Une quiétude estivale régnait sur Berne ces derniers jours. Mais ce calme a vite été perturbé par les vives critiques émises par un influent homme d'affaires américain dans une commission du Congrès à Washington il y a quelques jours.
Dans le cadre de la commission Helsinki du Congrès américain, il a été reproché à la Suisse de se montrer trop complaisante avec la Russie et ses oligarques. L'Américain Bill Browder a vivement critiqué cinq hauts fonctionnaires suisses, dont le procureur général de la Confédération, Stefan Blättler, et son prédécesseur Michael Lauber.
Au lendemain de ces déclarations, le Conseil fédéral et les administrations qui lui sont affiliées ont réagi. «Nous rejetons ce reproche avec la plus grande fermeté», a écrit le Secrétariat d'Etat à l'économie (Seco).
Pour contrer les déclarations de l'homme d'affaires, le Seco affirme que les exportations et ventes de composants électroniques à destination de la Russie sont interdites depuis le 4 mars 2022. Les pièces retrouvées en Ukraine ayant un lien avec la Suisse auraient été acquises par la Russie – avant la guerre – via des pays tiers. Il s'agit de produits industriels de masse sans spécifications militaires.
Le Seco a dès lors exhorté les entreprises concernées à s'assurer que leurs distributeurs n'autorisent plus aucune livraison vers la Russie.
La Suisse est aussi accusée de n'avoir pas suffisamment gelé les avoirs appartenant à des oligarques russes et à des entreprises russes jusqu'à présent.
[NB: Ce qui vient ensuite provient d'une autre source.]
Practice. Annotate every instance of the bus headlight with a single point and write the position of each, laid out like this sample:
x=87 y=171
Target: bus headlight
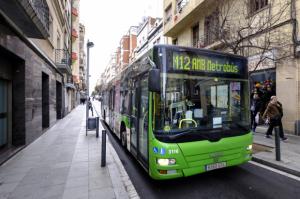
x=166 y=162
x=249 y=147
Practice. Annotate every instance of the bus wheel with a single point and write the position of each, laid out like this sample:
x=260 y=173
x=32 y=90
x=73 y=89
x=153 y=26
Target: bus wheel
x=123 y=138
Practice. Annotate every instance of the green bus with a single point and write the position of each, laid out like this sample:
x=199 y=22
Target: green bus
x=181 y=111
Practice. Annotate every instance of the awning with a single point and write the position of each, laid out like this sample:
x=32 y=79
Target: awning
x=70 y=85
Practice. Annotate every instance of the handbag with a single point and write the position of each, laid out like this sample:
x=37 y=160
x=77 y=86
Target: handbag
x=275 y=121
x=257 y=118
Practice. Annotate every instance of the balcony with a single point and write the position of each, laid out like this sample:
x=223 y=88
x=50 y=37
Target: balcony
x=185 y=13
x=74 y=56
x=75 y=12
x=62 y=61
x=31 y=16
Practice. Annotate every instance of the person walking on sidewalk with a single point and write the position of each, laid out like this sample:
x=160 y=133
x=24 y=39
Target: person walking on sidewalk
x=256 y=105
x=90 y=106
x=274 y=114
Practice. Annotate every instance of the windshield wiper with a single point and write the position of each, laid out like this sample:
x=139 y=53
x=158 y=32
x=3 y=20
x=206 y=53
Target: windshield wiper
x=240 y=126
x=193 y=130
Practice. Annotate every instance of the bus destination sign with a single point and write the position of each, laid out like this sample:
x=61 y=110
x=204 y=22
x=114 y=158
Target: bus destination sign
x=183 y=61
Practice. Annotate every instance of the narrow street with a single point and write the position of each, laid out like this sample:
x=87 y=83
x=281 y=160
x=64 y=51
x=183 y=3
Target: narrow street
x=246 y=181
x=63 y=163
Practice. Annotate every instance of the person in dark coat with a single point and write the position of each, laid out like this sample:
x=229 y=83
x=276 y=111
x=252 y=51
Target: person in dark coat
x=256 y=106
x=274 y=113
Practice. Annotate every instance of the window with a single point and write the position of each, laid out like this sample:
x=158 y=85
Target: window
x=50 y=28
x=181 y=4
x=256 y=5
x=168 y=13
x=211 y=28
x=58 y=41
x=175 y=41
x=195 y=35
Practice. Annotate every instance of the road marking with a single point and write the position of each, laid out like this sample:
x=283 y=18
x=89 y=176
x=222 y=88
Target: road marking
x=276 y=171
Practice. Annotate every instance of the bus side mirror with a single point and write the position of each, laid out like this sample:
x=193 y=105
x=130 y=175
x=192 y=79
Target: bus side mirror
x=154 y=80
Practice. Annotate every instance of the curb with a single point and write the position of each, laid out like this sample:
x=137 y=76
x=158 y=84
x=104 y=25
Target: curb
x=275 y=166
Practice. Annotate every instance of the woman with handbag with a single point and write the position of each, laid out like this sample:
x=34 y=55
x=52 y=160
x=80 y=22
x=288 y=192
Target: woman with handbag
x=274 y=114
x=256 y=105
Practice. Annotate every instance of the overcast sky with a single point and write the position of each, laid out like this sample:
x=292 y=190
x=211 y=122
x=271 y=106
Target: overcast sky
x=106 y=22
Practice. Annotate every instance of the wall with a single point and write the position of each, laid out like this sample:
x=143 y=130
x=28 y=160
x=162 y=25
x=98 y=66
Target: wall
x=28 y=73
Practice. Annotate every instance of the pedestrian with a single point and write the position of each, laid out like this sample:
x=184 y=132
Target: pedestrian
x=274 y=114
x=256 y=106
x=90 y=106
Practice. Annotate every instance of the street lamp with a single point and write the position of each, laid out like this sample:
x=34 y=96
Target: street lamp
x=88 y=46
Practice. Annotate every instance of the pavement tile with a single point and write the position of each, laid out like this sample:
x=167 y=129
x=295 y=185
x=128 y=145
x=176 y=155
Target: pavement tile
x=96 y=183
x=52 y=191
x=76 y=193
x=12 y=178
x=77 y=182
x=7 y=188
x=29 y=191
x=105 y=193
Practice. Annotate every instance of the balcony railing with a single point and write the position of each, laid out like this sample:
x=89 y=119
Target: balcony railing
x=75 y=12
x=31 y=16
x=63 y=61
x=74 y=56
x=74 y=33
x=41 y=10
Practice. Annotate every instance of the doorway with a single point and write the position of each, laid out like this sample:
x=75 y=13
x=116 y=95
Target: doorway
x=45 y=101
x=3 y=113
x=58 y=100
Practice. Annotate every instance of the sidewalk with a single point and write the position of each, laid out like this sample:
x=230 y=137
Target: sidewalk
x=64 y=163
x=264 y=151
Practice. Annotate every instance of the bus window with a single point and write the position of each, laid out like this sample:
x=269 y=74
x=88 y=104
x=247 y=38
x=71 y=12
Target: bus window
x=143 y=119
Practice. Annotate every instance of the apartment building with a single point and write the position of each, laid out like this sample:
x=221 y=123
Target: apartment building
x=265 y=31
x=75 y=52
x=82 y=58
x=33 y=70
x=150 y=32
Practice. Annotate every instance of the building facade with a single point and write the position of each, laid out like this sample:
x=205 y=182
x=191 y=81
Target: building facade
x=149 y=33
x=31 y=83
x=264 y=31
x=82 y=62
x=75 y=52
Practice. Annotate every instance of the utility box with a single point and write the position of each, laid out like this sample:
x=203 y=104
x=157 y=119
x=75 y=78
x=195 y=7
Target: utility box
x=92 y=123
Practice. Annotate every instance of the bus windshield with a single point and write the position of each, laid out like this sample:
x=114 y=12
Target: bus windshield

Un élément important dans cette affaire est l'estimation de l'Association suisse des banquiers, selon laquelle entre 150 et 200 milliards de francs provenant de Russie sont déposés sur des comptes suisses. Ces chiffres ont été mentionnés mardi à Washington. Pour rappel, la Suisse a jusqu'à présent gelé des actifs d'une valeur de 7,5 milliards de francs suisses en provenance de Russie et de Biélorussie.
Le Secrétariat d'État à l'économie précise qu'à ce jour, des dépôts d'un montant de 46,1 milliards de francs suisses ont été signalés au Secrétariat en provenance de personnes physiques et morales en Russie. Très peu de biens russes en Suisse ont été soumis à des sanctions.
Le Département fédéral des affaires étrangères (DFAE) souligne également que les reproches formulés lors de la réunion de la commission à Washington ne reposent «sur aucune base factuelle».
Comme l'a rapporté la NZZ mercredi, les autorités américaines veulent désormais examiner la manière dont les négociants en matières premières établis en Suisse appliquent les sanctions contre la Russie.
Pour le chef du groupe parlementaire UDC Thomas Aeschi, c'est le signe que les Etats-Unis souhaitent affaiblir un autre secteur important de la Suisse après la levée du secret bancaire.
Selon l'élu UDC, la Suisse doit absolument s'y opposer. Par ailleurs, en reprenant les sanctions de l'UE contre la Russie, la Confédération est déjà allée plus loin que ce qu'un Etat neutre est censé faire.
De son côté, le président du PLR, Thierry Burkart, explique que la Suisse doit appliquer les sanctions prises de manière systématique. Cela vaut également pour les normes internationales en matière de blanchiment d'argent.
A ses yeux, il est reconnu au niveau international que la Suisse coopère. En outre, la diplomatie suisse doit s'efforcer de manière urgente et intensive de clarifier la situation vis-à-vis des Etats-Unis.
Le ton est différent chez les Verts: «La Suisse n'en fait pas assez pour rechercher les avoirs de personnes et d'entreprises russes», estime la cheffe du groupe Aline Trede.
Selon elle, la Suisse doit rejoindre la taskforce des pays du G7 et mettre à disposition davantage de ressources pour retrouver les avoirs. Il est en outre important que la loi contre le blanchiment d'argent soit enfin renforcée et qu'elle inclue également les représentants légaux.
Le président du Centre, Gerhard Pfister, souligne que depuis le début de la guerre, son parti exige du Conseil fédéral qu'il s'engage résolument pour l'identification et le blocage des fonds des oligarques, par exemple avec une taskforce. Il s'agit de coordonner les mesures prises par le Seco au niveau international et de les renforcer rapidement si nécessaire.
De son côté, l'Association suisse des banquiers affirme que les reproches formulés par la commission de Washington sont infondés.